Había decidido ser feliz, sin importar cuán difícil sea, quería serlo. Formaba parte de su vida como nadie lo había hecho. Había descubierto otro lado de sí misma que había estado escondido, pero que se dio cuenta de que era hermoso y que sólo había estado esperando que lo muestre a los demás. Su risa, sus alegrías y triunfos eran los suyos, no necesitaba nada más que eso. No pensaba en otra cosa todo el día y todo lo que hacía era por darle más momentos felices, pues también lo eran para ella.

Estaba sentada abrazando sus piernas, pensando en cuánto duraría ese martirio, cuántos días se quedaría ahí, triste y sola, llorando por algo que no fue y le hizo pensar que hizo todo mal, que a veces querer demasiado no es lo mejor, sino todo lo contrario.

Pensaba que todo estaba bien, que la felicidad era mutua pero resultó que la otra ajena a ella era fingida.
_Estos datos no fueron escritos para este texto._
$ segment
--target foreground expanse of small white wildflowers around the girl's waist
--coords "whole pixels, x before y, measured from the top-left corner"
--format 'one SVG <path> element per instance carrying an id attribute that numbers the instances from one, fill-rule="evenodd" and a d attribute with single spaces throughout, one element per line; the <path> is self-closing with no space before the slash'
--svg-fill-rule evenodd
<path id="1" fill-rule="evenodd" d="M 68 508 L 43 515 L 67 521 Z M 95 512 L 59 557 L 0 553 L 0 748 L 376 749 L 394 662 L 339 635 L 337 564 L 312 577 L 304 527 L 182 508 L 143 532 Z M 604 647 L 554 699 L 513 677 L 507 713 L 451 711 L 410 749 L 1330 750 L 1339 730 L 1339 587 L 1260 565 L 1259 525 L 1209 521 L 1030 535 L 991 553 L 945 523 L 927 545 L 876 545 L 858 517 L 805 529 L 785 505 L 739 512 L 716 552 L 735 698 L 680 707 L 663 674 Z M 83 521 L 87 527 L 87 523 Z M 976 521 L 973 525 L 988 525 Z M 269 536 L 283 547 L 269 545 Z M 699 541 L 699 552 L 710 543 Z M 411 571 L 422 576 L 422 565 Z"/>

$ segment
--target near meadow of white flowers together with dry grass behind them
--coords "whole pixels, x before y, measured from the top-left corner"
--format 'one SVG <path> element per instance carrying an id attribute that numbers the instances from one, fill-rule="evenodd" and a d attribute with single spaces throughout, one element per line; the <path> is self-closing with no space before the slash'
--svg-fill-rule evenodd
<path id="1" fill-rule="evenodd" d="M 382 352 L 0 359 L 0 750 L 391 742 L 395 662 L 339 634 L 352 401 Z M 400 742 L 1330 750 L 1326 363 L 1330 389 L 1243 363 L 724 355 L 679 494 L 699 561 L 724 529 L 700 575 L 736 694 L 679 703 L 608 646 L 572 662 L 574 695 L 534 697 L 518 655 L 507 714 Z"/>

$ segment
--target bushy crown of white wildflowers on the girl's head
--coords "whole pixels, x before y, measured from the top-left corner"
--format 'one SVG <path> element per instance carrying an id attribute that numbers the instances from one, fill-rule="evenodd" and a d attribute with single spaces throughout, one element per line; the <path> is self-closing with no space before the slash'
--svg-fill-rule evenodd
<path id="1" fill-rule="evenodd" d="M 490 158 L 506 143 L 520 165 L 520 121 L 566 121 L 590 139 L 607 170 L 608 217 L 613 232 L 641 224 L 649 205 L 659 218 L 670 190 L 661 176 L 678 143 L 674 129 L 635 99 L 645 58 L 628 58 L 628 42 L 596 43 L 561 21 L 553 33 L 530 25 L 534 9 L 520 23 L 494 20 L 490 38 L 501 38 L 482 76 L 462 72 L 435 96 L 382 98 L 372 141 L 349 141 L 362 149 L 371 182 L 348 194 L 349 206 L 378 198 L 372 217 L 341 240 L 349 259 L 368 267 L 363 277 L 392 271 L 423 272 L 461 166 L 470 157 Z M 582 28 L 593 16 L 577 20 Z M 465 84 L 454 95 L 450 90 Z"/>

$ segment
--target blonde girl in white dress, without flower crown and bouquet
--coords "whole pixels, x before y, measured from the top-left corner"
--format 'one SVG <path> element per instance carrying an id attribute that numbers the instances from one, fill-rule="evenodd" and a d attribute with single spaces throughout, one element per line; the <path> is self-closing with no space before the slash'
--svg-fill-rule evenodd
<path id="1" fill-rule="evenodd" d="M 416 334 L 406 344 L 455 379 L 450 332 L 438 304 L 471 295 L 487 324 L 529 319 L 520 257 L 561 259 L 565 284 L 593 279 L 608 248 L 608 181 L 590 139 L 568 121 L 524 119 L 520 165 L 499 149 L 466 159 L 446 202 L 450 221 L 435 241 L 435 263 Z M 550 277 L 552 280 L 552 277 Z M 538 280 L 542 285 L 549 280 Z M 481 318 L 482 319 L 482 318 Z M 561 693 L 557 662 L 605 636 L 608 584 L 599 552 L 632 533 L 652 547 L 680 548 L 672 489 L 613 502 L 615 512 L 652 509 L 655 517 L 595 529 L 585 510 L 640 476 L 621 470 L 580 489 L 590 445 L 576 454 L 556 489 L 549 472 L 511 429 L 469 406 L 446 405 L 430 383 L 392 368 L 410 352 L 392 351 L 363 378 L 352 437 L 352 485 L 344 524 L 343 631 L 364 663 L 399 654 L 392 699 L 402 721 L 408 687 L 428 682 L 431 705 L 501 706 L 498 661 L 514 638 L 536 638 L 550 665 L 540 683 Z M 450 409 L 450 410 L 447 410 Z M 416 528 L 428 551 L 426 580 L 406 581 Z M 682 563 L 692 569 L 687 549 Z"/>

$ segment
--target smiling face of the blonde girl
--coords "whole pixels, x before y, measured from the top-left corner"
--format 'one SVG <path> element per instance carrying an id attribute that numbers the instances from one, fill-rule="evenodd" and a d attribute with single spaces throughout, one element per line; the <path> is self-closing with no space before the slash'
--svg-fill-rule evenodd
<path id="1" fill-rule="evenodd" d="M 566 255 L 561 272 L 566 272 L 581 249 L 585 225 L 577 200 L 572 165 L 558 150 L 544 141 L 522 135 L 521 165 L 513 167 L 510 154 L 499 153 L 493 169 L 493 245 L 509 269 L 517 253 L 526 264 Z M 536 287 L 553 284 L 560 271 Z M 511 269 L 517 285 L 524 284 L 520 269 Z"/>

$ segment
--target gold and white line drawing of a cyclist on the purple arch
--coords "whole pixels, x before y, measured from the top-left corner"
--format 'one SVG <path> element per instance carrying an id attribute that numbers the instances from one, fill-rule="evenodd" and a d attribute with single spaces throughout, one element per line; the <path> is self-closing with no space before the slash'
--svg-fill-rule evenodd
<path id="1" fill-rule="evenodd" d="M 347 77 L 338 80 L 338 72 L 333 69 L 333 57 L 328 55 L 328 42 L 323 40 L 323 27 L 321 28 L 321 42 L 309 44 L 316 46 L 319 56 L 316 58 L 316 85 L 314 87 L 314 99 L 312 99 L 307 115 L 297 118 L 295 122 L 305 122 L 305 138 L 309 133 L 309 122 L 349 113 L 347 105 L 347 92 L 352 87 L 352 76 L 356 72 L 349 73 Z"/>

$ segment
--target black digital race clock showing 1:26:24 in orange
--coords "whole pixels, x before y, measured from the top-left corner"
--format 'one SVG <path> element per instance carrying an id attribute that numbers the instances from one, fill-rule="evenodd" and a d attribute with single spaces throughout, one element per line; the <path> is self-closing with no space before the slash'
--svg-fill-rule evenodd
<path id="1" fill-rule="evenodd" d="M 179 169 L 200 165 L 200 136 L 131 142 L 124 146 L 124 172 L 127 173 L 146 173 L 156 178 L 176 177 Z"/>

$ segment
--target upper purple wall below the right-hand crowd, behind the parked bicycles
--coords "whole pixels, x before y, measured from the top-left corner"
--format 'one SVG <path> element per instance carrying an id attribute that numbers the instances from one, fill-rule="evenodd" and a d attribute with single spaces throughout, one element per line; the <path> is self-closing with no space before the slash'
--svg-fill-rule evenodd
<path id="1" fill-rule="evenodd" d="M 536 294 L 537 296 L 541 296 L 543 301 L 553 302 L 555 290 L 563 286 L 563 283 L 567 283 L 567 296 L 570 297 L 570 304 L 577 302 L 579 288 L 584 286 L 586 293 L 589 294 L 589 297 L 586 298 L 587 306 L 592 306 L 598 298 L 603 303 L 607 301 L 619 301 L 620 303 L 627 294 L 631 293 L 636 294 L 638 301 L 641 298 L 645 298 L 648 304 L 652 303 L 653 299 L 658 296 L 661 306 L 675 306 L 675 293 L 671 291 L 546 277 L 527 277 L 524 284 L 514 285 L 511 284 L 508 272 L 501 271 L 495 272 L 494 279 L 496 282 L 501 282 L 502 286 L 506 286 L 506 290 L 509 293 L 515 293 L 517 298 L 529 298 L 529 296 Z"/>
No era feliz, no lo era, y no le había dicho nada, esperó a que duela, a que le hiera como nada nunca lo había hecho en su vida. Le dijo que no era ella, que quería más pero no podía dárselo. Y era verdad. Corrió sin mirar atrás, no escuchaba nada, no podía ver nada, simplemente corría, esperando poder escapar.

Recordaba los momentos que compartieron, aquellos inolvidables días que para ella fueron los mejores de su vida, pero que ahora le causaban el dolor más grande. Seguía en el pozo, recordando, llorando, sentada en el fondo.

Estaba sola en su habitación, había despertado llorando con desesperación y tratando de saber qué había hecho mal. Sólo había amado, qué podía haber de malo en eso. La noche anterior tomó y se embriagó. Todo estaba borroso y no recuerda lo que sucedió después, durante la noche. Es de mañana y la cabeza le explota, su cuerpo desprende un olor insoportable y su habitación también. Es como si estuviera expulsando algo muy malo, algo que le hacía daño, pero que también era su más grande alegría, su más grande amor, pero que ahora no era nada. Se sentía engañada, despreciada, sola y utilizada. Sin embargo, porque dentro de ella aún había una esperanza, miró el celular. Estaba ahí, sin repicar, nunca más lo haría, su nombre no volvería a aparecer en la pantalla. Se quedó mirándolo por un momento, con ansiedad en su mirada. Nada, no volvería a llamar, ya no era parte de su vida, otra vez. De pronto, ese vacío volvió a invadir su mente, volvió a sentirse sola.